Хэммонд Иннес - Конкистадоры. История испанских завоеваний XV–XVI веков
Это один из худших участков джунглей и топей на этом неуютном побережье. Берег здесь низок, а эстуарий реки Сан-Хуан полон при низкой воде опасных илистых отмелей, причем непроходимые заросли заходят и на плоские участки внутренней дельты. К северу простирается все тот же низменный берег, плоский ад зеленых джунглей, дождевые топи, в которых кишат ядовитые насекомые. К югу начинаются Кордильеры, и в те редкие мгновения, когда поднимаются ненадолго тучи и промытый дождем воздух дает ясную видимость, можно разглядеть цепь одетых лесом гор, простирающихся в юго-западном направлении вдоль побережья, занавешенных вуалью легких белых облаков и тяжелых дождевых туч, приникших к их склонам. Эти насыщенные влагой тучи загоняются вверх по склонам преобладающими в этих местах северными ветрами и дают этой равнине самый высокий в мире уровень осадков, около трехсот пятидесяти дюймов в год. Хотя это несколько освежает воздух (температура воздуха составляет примерно 90"1, что несколько больше, чем в Панаме), но означает при этом, что дождь идет практически не прекращаясь, особенно во второй половине дня и ночью.
Эта страна едва ли располагает к тому, чтобы начинать здесь экспедицию, однако Писарро, оставив суда под прикрытием песчаных отмелей, совершил быстрый рывок в глубь материка и в одной только деревне собрал значительное количество золота в виде украшений, а также захватил несколько индейцев.
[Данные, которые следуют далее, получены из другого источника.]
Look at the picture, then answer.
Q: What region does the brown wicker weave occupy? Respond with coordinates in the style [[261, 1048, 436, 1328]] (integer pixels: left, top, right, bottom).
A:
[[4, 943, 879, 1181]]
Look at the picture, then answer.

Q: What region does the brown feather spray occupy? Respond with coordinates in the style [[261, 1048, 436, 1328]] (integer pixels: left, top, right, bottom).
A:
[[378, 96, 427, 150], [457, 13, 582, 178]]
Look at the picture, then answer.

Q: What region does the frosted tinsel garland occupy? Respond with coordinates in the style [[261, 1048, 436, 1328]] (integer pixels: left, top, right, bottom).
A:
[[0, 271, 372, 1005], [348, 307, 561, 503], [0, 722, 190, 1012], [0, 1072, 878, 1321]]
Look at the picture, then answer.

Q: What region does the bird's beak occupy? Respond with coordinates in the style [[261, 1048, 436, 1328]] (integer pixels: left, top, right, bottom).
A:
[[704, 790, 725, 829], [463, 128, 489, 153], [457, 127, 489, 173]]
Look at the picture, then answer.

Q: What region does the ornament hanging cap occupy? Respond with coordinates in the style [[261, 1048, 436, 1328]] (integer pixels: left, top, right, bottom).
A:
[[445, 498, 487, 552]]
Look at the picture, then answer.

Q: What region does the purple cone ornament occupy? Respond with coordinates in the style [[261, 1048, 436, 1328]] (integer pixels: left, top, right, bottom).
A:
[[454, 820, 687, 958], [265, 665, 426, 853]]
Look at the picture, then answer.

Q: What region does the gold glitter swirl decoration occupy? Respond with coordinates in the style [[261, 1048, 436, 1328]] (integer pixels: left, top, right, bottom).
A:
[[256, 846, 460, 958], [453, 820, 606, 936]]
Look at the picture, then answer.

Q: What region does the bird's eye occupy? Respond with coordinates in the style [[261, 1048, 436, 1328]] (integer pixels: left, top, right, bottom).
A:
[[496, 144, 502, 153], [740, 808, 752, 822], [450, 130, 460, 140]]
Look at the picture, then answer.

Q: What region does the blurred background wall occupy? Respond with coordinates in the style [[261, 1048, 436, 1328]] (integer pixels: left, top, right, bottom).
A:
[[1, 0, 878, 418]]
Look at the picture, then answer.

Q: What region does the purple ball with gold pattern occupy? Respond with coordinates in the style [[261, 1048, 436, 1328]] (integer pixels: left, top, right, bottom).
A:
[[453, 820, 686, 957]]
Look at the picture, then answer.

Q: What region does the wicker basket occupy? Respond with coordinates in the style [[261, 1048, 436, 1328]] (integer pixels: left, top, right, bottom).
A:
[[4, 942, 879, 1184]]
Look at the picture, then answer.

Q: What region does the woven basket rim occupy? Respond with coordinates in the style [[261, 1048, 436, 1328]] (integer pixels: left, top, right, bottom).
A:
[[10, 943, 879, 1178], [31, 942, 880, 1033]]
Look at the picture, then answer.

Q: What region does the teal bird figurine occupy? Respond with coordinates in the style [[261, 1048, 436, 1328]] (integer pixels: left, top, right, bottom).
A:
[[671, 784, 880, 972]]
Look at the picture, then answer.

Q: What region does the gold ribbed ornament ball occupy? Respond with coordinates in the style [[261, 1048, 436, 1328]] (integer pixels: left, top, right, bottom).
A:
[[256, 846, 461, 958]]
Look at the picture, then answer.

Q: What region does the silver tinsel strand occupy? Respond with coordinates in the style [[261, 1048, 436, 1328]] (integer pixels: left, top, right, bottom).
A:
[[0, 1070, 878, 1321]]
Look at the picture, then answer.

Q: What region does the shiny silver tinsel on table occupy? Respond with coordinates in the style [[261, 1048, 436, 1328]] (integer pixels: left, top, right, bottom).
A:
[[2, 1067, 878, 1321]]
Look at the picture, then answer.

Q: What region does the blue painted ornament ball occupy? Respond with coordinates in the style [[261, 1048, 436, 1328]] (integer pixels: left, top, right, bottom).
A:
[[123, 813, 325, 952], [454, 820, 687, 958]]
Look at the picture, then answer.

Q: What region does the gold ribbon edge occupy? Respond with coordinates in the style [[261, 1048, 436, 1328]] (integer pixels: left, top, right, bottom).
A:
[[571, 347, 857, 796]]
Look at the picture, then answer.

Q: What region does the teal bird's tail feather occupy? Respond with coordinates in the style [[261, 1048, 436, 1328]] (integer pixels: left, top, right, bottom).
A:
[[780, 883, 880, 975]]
На берегах реки имелось много небольших индейских поселений, состоявших из построенных на сваях прямо на болоте домов под крышами из пальмовых листьев или располагавшихся на маленьких полянах среди непроходимых древесных зарослей. По количеству маленьких родовых селений и оживленному движению по дельте долбленых каноэ и бревенчатых плотов было ясно, что испанцы достигли более населенных мест, связанных водным путем с внутренними частями страны. Писарро, без сомнения, сознавал, что находится на территории могущественного и развитого народа, о котором был так много наслышан. Решено было, что судам экспедиции следует разделиться: Альмагро должен был вернуться в Панаму, чтобы продемонстрировать захваченную столь быстро драгоценную добычу и набрать дополнительные силы, а Руис – идти на разведку дальше на юг.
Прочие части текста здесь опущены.